A private-equity firm looking to quickly strip value from a company—to "suck" the life out of it—does not do so by investing $100 million in modernization and holding on for eight years, through bankruptcy. Bain has surely made its share of mistakes, and one may well have been trying to resuscitate a traditional steel firm in the grip of industry upheaval. The irony, says Mr. Huselton, is that this plant "wouldn't even be in today's news, if it hadn't been the opportunity that came with Bain. Those jobs would have been gone in 1993."

That's a more revealing story—of the pressures of a global market, the dangers of an inflexible workforce, and the opportunities that come with private equity and risk-taking. It's just not one Team Obama wants to tell.

time till Dung attacks the WSJ... approximately ten seconds after he sees the URL
 
It seems to me that you are about as likely to get the "real story" from an opinion column as you are from a political advertisement. Which isn't to say that what Strassel writes isn't true, just that it's not the whole story by a long shot.
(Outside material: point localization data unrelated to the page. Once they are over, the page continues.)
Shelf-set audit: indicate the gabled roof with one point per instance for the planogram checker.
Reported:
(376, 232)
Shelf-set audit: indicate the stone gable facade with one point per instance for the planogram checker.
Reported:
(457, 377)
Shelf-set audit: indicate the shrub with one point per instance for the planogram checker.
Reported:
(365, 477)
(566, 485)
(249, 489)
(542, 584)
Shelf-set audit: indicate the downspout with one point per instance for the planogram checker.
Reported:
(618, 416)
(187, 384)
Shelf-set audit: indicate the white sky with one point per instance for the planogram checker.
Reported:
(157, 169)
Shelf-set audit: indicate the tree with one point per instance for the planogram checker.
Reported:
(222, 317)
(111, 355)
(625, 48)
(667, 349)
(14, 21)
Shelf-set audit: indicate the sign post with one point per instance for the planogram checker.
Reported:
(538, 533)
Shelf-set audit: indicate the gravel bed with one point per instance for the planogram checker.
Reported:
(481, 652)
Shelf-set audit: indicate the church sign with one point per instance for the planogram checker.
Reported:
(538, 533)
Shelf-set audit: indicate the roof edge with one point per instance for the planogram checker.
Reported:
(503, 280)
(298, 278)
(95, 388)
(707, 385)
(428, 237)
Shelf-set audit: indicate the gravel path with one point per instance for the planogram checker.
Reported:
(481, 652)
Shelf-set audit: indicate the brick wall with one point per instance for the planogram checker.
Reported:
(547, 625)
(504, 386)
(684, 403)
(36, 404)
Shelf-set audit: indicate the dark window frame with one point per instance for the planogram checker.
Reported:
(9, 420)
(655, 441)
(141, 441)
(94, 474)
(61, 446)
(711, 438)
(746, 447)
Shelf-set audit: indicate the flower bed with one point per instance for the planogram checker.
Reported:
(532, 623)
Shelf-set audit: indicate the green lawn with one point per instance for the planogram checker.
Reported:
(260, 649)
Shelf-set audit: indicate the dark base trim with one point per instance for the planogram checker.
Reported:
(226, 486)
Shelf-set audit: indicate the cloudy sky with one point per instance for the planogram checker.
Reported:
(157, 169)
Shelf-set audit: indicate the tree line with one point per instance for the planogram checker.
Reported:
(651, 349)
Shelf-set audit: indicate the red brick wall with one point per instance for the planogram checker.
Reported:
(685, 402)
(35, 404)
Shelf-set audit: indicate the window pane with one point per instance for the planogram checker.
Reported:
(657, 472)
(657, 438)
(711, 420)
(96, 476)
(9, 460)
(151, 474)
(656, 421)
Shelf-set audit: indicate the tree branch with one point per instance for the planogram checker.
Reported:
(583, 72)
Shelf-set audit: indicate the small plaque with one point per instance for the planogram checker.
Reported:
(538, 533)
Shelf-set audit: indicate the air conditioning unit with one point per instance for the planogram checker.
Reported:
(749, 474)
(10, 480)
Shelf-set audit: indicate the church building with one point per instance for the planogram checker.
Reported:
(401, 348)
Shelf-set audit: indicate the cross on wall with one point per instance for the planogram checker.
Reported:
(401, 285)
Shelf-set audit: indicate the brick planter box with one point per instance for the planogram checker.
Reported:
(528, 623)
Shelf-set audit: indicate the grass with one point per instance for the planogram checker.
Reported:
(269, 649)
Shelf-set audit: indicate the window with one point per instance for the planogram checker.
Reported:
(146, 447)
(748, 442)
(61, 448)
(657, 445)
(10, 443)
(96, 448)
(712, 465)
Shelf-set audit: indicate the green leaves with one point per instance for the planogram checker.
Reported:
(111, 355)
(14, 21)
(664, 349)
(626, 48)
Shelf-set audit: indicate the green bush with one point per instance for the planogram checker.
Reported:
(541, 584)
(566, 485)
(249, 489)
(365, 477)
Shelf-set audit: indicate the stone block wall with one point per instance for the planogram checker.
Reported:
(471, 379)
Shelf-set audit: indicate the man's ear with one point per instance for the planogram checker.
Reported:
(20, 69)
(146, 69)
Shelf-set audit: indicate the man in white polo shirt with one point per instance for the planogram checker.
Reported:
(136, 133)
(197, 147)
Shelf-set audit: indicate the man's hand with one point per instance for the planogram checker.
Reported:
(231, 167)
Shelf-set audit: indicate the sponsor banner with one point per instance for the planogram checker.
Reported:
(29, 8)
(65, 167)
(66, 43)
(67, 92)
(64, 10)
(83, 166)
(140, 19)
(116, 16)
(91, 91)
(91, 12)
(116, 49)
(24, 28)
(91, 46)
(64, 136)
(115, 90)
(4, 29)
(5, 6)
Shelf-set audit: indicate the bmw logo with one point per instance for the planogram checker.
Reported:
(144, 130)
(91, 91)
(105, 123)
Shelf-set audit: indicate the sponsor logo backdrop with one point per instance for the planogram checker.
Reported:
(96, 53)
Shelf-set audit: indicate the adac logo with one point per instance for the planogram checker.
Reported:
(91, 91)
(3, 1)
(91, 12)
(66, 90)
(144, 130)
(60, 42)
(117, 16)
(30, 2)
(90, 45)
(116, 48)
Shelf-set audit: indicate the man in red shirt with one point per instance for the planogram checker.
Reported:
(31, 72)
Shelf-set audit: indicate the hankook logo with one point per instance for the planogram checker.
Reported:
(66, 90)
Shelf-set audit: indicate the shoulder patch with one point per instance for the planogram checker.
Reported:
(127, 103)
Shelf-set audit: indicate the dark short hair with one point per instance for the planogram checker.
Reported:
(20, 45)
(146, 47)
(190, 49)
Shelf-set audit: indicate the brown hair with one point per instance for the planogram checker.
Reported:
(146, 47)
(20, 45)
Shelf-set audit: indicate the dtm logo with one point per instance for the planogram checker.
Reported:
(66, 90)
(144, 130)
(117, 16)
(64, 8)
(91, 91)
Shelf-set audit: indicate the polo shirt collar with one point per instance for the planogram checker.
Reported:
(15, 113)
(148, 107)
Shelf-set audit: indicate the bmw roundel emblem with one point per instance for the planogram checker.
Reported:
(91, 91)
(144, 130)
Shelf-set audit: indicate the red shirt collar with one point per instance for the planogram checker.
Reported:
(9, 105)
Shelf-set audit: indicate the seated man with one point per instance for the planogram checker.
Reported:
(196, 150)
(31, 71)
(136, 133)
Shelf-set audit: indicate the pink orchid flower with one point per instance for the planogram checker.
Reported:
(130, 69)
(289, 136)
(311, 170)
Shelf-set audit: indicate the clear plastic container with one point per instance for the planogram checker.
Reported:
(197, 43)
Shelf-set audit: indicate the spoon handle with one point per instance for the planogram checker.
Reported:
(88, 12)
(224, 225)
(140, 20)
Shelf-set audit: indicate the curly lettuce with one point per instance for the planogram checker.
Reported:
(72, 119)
I also love the line "In 1994 it felt confident enough to distribute a dividend to investors." That's awesome, particularly the use of the "it" pronoun. As if the company as a sentient being made a decision for itself to distribute a dividend. What that sentence actually means is that Bain decided to extract capital from the firm that could have otherwise been invested in the operations of the business or *gasp* to pay its employees.
 
Also, too, I love the pre-emptive strike by SF as though it inoculates the column from the fact that its an opinion column written by a person with a particular point of view that uses those facts that support her position while ignoring other that don't and who has no real interest in actually telling "the real story."
 
It seems to me that you are about as likely to get the "real story" from an opinion column as you are from a political advertisement. Which isn't to say that what Strassel writes isn't true, just that it's not the whole story by a long shot.

I also love the line "In 1994 it felt confident enough to distribute a dividend to investors." That's awesome, particularly the use of the "it" pronoun. As if the company as a sentient being made a decision for itself to distribute a dividend. What that sentence actually means is that Bain decided to extract capital from the firm that could have otherwise been invested in the operations of the business or *gasp* to pay its employees.

Not shocking that dear little Dung did exactly as he he always does. Attack the source.

The real story dip shit is that the company was going under. Without an investor, they would have shut doors 8 years earlier than they did. You harp on the dividend? they invested $100mm into the company Dung. Yeah, they want to make money. That is why they turned the company around. What difference would it have made if the money had gone to *gasp* employees vs. shareholders? It isn't as if the union contracts weren't being honored. You fucking hack.
 
Obamabots will never believe der leader lied to them.